J: "Mine too, it was just plain something I'm sure, I adored it. Oh and Bergman!"
A: "She's the virgo type! Like all these, you know."
J: "Oh, I think she's lovely."
R: "I once went to the movies, I saw Mary Pickford."
A: "I was mad about her, didn't you love her?"
R: "Well, the virgo type rather, like all of these."
A: "Well what did you see her in?"
R: "I don't quite recall. The something something, or was it just plain something, uh really, something rather like that."
 
Some more hints:
The director was a pioneer of psychological thrillers, and this movie was more like a play, with very long scenes and only a couple of hidden cuts.

And another quote:
Rupert Cadell: "After all, murder is - or should be - an art. Not one of the 'seven lively', perhaps, but an art nevertheless. And, as such, the privilege of committing it should be reserved for those few who are really superior individuals."
Brandon Shaw: "And the victims: inferior beings whose lives are unimportant anyway."
Rupert Cadell: "Obviously. Now, mind you, I don't hold with the extremists who feel that there should be open season for murder all year round. No, personally, I would prefer to have...'Cut a Throat Week'... or, uh, 'Strangulation Day'... "

If nobody guesses it by tomorrow, I'll quote another movie.
 
Rope from Hitchcock. I think one of those guys was Jimmy Stewart, but I don't remember which one. That's a pretty obscure one!
 
You are absolutely right, Jimmy Stewart played Rupert Cadell, the one who finally discovered the murder.

You're up.
 
Here's an easy one, but a favorite:

"If I went 'round sayin' I was Emperor just because some moistened bint lobbed a scimitar at me, they'd put me away."
 
This sounds like John Clease or somthing from Monty Python

Yes, but which movie?

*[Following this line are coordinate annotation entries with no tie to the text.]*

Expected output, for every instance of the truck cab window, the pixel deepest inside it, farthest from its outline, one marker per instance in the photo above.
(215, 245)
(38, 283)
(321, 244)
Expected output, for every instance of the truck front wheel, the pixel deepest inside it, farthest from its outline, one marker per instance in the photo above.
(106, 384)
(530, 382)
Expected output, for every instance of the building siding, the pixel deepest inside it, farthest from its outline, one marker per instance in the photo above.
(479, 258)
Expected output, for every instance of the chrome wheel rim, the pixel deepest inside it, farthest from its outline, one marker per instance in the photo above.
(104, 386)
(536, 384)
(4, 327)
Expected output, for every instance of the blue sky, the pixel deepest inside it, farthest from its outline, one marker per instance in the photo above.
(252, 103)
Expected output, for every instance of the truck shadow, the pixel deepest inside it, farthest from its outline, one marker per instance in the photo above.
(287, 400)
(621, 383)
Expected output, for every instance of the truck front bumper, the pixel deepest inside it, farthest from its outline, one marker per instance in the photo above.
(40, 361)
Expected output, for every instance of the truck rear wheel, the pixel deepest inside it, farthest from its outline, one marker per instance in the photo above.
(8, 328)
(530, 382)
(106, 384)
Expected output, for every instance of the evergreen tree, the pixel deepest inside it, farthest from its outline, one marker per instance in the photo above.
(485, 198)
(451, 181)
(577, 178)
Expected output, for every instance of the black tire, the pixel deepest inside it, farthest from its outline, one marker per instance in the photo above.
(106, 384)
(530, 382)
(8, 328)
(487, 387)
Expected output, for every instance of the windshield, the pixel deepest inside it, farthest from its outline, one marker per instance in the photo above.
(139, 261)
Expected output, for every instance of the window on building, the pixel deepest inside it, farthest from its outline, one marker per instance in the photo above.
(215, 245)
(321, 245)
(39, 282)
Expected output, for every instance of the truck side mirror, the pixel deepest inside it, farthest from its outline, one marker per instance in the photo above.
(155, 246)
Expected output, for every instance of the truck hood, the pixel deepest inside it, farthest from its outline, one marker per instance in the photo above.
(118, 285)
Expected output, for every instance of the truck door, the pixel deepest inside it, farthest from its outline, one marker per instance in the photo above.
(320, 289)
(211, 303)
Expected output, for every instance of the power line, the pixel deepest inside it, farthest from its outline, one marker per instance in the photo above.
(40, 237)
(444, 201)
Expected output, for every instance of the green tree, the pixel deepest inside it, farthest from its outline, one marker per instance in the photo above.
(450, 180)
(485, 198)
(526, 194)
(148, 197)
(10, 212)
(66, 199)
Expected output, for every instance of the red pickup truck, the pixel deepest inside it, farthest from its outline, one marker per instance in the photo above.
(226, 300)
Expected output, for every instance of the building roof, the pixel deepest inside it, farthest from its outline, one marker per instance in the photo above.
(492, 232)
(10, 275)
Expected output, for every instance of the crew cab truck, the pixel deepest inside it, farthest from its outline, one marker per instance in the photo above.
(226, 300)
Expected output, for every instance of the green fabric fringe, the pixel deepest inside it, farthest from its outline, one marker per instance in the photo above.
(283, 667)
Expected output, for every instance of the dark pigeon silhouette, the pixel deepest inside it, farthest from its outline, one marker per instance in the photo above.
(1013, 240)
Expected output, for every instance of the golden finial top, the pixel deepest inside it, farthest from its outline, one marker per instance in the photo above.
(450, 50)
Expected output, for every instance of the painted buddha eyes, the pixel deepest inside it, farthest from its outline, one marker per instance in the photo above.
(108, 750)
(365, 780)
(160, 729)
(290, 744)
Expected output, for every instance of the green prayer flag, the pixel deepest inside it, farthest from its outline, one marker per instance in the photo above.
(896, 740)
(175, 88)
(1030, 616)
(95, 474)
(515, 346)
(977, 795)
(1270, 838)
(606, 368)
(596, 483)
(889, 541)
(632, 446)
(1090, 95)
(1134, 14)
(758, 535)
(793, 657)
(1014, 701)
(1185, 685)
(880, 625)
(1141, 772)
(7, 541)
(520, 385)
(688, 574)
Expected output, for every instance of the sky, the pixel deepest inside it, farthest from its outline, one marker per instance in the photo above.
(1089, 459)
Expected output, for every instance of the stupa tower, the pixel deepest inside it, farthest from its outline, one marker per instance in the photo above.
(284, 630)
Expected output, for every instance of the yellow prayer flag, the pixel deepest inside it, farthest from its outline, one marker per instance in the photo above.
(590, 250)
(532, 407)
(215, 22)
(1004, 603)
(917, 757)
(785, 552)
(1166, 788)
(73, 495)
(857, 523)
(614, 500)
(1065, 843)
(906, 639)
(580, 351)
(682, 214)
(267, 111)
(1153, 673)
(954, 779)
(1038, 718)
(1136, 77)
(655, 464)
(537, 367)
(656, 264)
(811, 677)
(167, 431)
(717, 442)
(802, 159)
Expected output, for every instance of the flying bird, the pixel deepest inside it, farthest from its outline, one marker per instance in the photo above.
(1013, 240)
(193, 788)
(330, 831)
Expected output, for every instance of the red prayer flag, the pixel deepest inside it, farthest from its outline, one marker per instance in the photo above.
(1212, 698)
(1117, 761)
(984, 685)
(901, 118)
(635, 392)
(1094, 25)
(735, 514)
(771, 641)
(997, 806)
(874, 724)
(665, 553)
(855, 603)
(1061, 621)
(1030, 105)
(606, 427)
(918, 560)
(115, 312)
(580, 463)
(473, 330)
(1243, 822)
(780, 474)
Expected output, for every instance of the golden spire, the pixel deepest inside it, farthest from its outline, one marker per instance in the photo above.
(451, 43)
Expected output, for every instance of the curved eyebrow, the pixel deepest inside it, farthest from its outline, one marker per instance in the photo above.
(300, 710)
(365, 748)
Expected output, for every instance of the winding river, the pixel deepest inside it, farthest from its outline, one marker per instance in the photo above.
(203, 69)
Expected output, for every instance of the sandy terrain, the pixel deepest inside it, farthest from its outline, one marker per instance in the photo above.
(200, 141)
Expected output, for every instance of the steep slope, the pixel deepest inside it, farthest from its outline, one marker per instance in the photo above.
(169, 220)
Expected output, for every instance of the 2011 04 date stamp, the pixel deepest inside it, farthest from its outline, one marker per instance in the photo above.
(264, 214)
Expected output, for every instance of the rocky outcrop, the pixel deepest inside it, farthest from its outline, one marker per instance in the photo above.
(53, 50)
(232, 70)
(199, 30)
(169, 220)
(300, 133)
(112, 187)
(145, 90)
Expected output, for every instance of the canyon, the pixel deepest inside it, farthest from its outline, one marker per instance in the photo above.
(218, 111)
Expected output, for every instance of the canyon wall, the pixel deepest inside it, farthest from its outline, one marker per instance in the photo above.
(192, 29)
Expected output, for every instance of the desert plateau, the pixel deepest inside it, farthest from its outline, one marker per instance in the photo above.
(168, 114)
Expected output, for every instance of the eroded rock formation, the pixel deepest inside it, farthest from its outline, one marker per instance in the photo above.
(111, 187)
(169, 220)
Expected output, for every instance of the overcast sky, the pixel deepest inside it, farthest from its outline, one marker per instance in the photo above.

It also contained the following classics in the same scene:

"Strange women lying in ponds distributing swords is no basis for a system of government."

"Supreme executive power come from a mandate from the masses, not some farcical aquatic ceremony."

"Now we see the violence inherent in the system. Help, help, I'm being repressed!"
 
I hate it when I tune in and a quote to which I know the answer to has already been guessed! Dear lord, that line from MP and the Holy Grail was one of my favorites and had me laughing so hard I couldn't breathe the first, second, and possibly the third time I watched it! Who else could describe something as regal and mystical as The Lady in the Lake as a "Moistened Bint?"